Pas + tard qu'hier, j'ai appelé une clinique spécialisée dans les troubles de l'adolescence, toujours même discours: "Il nous faut l'accord de votre fils, nous sommes une clinique privée et ne pratiquons pas d'hospitalisation sur demande des parents." Ne nous reste comme ultime solution, le centre phychothérapeutique où il a séjourné l'année dernière. Comme il n'acceptera jamais d'y retourner de son plein gré, son admission se fera certainement encore dans l'urgence et dans les cris!
Aujourd'hui, j'ai pleinement pris conscience de notre solitude à mon fils et à moi-même face à nos problèmes. C'est avec un grand désespoir mélé de rage que je continuerai à me battre pour que l'on entende la détresse de mon ado perdu dans cette société qui n'a pas su non plus lui donner de véritables repères. J'ai fait du mieux que j'ai pu, à elle maintenant d'assumer ses responsabilités, pour que cet ado en "crise" d'aujourd'hui fasse cet adulte structuré de demain, qui saura trouver sa place parmi elle, qu'elle nous en donne au moins les moyens. J'ai compris maintenant qu'un enfant, un ado a besoin qu'on le comprenne mais qu'avant tout il a BESOIN qu'on lui signifie ses limites. Mais comment les lui apprendre correctement si même la société dans laquelle nous vivons ne sait comment les lui enseigner? Pire si elle-même va à l'encontre de ce que nous, parents, sommes censés faire? Bien-sûr, je ne remettrais jamais en cause les droits de l'enfant, mais que penser des parents qui hésitent à donner une fessée à leur enfant de peur de se retrouver avec les services sociaux sur le dos, de l'instit qui n'ose plus donner de punition? Cette société nous accuse d'avoir démissionné de notre rôle de responsables éducatifs mais où se trouve-t'elle, elle, maintenant que nous avons besoin de son soutien? Que fait-elle pour nous? Où sont les structures promises pour nos ados pas + faits pour le cursus scolaire (ou d'apprentissage)normal que pour faire partie de la population carcérale? Que fait pour eux ce système, qui leur laisse croire, par télé interposée, qu'on peut devenir riche et célèbre, sans rien faire d'autre que de participer à des émissions aussi débiles que dangereuses malgré de faux airs anodins?
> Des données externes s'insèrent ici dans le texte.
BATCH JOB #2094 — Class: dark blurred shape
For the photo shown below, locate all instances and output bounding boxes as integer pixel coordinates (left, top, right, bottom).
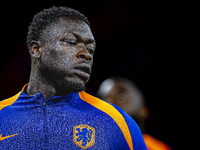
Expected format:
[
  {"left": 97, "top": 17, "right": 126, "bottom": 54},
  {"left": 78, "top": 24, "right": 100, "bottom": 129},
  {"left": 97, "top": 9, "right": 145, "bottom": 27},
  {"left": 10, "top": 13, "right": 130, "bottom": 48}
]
[{"left": 97, "top": 77, "right": 171, "bottom": 150}]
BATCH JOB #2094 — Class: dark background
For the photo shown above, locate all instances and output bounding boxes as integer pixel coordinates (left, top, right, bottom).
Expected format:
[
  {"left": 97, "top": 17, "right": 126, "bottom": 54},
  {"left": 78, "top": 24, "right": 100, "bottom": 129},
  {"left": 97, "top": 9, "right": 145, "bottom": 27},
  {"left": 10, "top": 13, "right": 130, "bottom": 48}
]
[{"left": 0, "top": 0, "right": 191, "bottom": 150}]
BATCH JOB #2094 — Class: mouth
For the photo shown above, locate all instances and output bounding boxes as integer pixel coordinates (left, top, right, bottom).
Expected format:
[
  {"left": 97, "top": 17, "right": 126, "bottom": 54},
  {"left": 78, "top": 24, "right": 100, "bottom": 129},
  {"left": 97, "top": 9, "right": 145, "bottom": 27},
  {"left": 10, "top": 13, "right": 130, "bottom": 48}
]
[{"left": 74, "top": 64, "right": 91, "bottom": 82}]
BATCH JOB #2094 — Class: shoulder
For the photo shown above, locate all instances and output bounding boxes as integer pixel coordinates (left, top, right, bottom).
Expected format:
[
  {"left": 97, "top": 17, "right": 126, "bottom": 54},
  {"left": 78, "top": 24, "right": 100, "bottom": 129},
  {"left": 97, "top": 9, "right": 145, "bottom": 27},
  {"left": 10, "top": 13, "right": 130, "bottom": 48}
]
[
  {"left": 0, "top": 92, "right": 21, "bottom": 111},
  {"left": 79, "top": 92, "right": 146, "bottom": 149}
]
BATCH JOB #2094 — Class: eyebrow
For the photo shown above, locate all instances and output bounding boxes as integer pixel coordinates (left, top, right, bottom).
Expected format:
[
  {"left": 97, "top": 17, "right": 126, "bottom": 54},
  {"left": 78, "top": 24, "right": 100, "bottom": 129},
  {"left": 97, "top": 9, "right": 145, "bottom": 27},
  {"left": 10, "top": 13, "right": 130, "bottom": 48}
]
[{"left": 70, "top": 32, "right": 96, "bottom": 45}]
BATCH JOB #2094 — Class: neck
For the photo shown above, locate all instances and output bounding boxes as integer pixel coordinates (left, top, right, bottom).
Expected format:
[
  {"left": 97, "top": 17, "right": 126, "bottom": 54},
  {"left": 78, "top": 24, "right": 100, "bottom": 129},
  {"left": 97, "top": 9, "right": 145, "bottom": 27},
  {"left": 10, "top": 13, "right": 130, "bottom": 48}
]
[{"left": 27, "top": 67, "right": 70, "bottom": 100}]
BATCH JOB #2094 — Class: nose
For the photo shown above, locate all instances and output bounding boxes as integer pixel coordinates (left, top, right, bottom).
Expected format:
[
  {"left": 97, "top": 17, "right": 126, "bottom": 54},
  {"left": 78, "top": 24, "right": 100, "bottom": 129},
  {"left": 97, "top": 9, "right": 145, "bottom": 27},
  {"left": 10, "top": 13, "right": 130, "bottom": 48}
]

Mon discours vous paraitra sans doute assez confus, mais c'est celui d'une mère qui ne sait plus vers qui se tourner pour rencontrer ne serait-ce qu'un peu de soutien, de reconnaissance si ce n'est pas de l'aide pour son fils. Une mère fatiguée de s'entendre accusée de tous les maux mais à qui on ne propose aucune solution. Une mère pour qui vivre dans le monde des adultes n'a jamais été aussi difficile et décevant qu'aujourd'hui, qui est à bout d'arguments envers son fils pour lui donner l'envie... de venir y vivre à son tour!
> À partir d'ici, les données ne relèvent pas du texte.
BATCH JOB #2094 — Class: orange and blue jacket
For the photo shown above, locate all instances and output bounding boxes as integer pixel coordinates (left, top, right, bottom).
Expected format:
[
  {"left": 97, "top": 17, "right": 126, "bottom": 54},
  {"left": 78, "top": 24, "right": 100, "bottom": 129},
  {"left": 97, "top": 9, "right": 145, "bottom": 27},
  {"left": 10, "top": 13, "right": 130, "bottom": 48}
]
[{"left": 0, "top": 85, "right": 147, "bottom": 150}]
Merci à vous qui avez bien voulu m'accorder un peu de votre temps. Je lirai vos témoignages avec grand plaisir et lève mon verre à nos ados, futurs adultes que l'on espère un jour voir s'épanouir et à nous, anciens(éternels) ados qui cherchons encore parfois, un ptit coin de sable fin pour y souffler un peu. Et pour finir je citerais André Malraux qui a dit:"Le jour où nous cesserons d'être des ados, il ne nous restera plus qu'à mourir."